- Born: Margaret Mearns 5 January 1880 Elderslie, Scotland
- Died: 11 April 1956 (aged 76) Belfast, Northern Ireland
- Occupation: Suffragist

= Margaret McCoubrey =

Margaret McCoubrey (5 January 1880 – 11 April 1956) was a Belfast-based Irish suffragist, pacifist, and an activist in the cooperative and labour movements. Standing for the Belfast Labour Party, she was elected to Belfast City Council in 1920.

==Life==
McCoubrey nee Mearns was born on 5 January 1880 in Elderslie, near Glasgow in Scotland.

McCoubrey married an Irish trade unionist and moved to Belfast.
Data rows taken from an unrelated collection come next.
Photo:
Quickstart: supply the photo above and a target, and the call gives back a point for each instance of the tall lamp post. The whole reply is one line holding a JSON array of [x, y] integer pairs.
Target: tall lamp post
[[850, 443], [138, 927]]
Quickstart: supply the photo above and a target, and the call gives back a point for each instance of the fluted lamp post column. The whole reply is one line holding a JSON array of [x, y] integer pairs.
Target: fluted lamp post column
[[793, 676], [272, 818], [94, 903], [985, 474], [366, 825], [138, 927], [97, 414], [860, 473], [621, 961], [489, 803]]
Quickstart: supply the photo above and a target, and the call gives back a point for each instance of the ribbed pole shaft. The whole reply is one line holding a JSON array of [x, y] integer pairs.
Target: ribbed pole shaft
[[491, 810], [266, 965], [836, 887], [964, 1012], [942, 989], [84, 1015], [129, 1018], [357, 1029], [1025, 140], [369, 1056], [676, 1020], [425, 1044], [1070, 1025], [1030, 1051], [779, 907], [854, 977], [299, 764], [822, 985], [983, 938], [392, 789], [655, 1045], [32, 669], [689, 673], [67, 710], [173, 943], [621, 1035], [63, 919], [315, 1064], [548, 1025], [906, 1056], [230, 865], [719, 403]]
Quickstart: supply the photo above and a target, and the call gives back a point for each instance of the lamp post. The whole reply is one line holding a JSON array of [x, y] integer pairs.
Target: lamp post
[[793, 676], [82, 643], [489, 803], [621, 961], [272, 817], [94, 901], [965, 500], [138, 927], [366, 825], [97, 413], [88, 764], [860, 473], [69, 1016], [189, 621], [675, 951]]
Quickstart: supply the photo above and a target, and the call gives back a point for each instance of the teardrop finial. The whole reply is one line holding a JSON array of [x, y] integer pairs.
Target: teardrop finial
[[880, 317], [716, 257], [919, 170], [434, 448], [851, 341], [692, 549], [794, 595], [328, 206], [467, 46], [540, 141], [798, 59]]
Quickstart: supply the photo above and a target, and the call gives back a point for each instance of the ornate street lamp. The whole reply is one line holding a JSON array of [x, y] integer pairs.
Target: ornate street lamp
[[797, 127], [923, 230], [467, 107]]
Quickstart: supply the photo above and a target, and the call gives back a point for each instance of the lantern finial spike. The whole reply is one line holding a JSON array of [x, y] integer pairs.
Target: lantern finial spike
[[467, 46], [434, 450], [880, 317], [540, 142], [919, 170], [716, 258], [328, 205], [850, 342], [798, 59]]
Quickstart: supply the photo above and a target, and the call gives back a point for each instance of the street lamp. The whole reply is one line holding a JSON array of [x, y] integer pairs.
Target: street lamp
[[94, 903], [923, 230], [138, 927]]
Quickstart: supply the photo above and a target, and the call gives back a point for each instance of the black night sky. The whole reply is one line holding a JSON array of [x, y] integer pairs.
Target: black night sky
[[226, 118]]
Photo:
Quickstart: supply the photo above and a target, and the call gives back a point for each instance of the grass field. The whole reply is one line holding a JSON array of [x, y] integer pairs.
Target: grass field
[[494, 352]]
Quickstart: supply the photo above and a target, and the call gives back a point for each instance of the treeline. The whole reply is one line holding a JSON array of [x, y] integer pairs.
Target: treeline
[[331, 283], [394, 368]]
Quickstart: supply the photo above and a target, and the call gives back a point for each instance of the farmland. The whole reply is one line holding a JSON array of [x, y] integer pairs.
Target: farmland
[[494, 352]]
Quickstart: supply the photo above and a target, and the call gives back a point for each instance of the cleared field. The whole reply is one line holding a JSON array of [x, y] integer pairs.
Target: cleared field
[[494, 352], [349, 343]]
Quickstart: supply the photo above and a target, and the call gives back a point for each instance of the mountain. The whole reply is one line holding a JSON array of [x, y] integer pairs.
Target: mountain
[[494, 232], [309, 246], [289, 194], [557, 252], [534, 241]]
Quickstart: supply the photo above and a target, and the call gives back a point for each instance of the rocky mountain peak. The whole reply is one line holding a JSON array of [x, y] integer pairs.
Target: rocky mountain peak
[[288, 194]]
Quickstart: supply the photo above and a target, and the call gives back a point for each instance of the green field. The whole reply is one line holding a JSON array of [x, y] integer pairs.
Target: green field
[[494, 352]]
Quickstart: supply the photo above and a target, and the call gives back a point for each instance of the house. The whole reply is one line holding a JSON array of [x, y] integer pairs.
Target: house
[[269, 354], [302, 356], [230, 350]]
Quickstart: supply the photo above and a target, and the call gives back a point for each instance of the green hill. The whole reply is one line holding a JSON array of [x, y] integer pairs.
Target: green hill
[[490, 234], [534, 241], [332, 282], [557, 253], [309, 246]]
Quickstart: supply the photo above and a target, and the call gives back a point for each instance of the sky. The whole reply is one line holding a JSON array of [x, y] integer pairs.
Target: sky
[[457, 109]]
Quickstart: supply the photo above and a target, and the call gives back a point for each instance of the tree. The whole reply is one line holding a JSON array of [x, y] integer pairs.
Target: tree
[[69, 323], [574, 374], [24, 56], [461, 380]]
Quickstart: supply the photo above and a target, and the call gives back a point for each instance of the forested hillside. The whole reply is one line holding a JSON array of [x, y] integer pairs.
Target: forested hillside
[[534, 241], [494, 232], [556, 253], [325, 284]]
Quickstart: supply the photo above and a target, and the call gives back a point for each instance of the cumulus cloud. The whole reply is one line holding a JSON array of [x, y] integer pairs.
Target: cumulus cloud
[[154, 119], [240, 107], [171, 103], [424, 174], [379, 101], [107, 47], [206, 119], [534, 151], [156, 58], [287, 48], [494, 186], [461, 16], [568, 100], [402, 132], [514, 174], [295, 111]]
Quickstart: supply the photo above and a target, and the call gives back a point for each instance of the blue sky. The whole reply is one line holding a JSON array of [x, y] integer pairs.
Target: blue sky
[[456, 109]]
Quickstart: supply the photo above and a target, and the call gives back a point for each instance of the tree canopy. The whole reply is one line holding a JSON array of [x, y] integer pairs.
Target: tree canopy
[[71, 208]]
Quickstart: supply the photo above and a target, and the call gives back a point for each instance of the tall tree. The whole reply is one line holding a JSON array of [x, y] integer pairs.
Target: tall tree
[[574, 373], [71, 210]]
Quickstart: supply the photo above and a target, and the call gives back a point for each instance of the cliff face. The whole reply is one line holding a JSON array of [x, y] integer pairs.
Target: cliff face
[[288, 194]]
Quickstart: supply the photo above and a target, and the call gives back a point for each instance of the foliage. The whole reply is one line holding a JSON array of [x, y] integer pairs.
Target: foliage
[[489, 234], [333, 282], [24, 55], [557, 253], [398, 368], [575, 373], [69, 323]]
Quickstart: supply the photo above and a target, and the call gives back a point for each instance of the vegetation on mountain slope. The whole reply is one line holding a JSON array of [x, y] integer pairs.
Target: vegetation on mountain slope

There, in 1910 she joined the Irish Women's Suffrage Society (established in the city by Isabella Tod in 1872), and was an active militant alongside Elizabeth McCracken (the writer "L.A.M. Priestley") and Elizabeth Bell (the first woman in Ireland to qualify as a doctor and gynaecologist). When in 1913, Dorothy Evans started organizing the Women's Social and Political Union (WPSU), she followed them in joining the British organization, and travelled to London as a representative of women in the north of Ireland. The theme of self-sacrifice was paramount amongst suffragettes and Margaret McCoubrey claimed that suffragettes were continuing an Irish tradition of violent protest.

At the outbreak of the First World War, she and McCracken disagreed with the WSPU's orders to cease agitation, and instead founded a branch of the Irish Women's Franchise League in Belfast. But her efforts were bedevilled by sectarian-political differences and, with "dreams of united womanhood", were abandoned in the spring of 1915.

McCoubrey joined the peace movement and gave refuge to conscientious objectors. At that time, the majority of women in Ulster perceived pacifism as unpatriotic and female suffrage as unimportant in comparison with the dangers threatening wartime Europe. As a result, only a few suffragists remained active during the War. McCoubrey single-handedly ran a month-long peace and suffrage campaign in Belfast in August 1917, inspired by her belief that 'a woman looking down on a battlefield would not see dead Germans or dead Englishmen but so many mother's sons'.

She became general secretary of the Co-operative Women's Guild and in 1922, she was elected to represent the Irish guildswomen on the newly formed International Women's Co-operative Committee, which came into existence at Basel.

She was an active member of the Independent Labour Party, and when it emerged out of a conference of the ILP and trade unionists, of the Belfast Labour Party. In 1920, she was elected as BLP councillor for the Dock ward of Belfast.

In 1924, the BLP became in turn the Northern Ireland Labour Party (NILP) which desisted from taking any decided position on the "national" or "constitutional question"—i..e. on whether Northern Ireland, as constituted in 1920, should remain part of the United Kingdom or join with the Irish Free State. McCoubrey associated with a largely Protestant section of the party identified with its leading Belfast personalities, Harry Midgley and Jack Beattie, content to work within the new Northern Ireland framework and, with the British Labour Party, was reformist in outlook. In a 1926 article in Labour Opposition, McCoubrey expressed the hope that the labour movement would bring about a "peaceful revolution" and distanced herself from those who considered "Marxian theory" more important than the provision of Pure Milk.

McCoubrey died on 11 April 1956 in Belfast, Northern Ireland.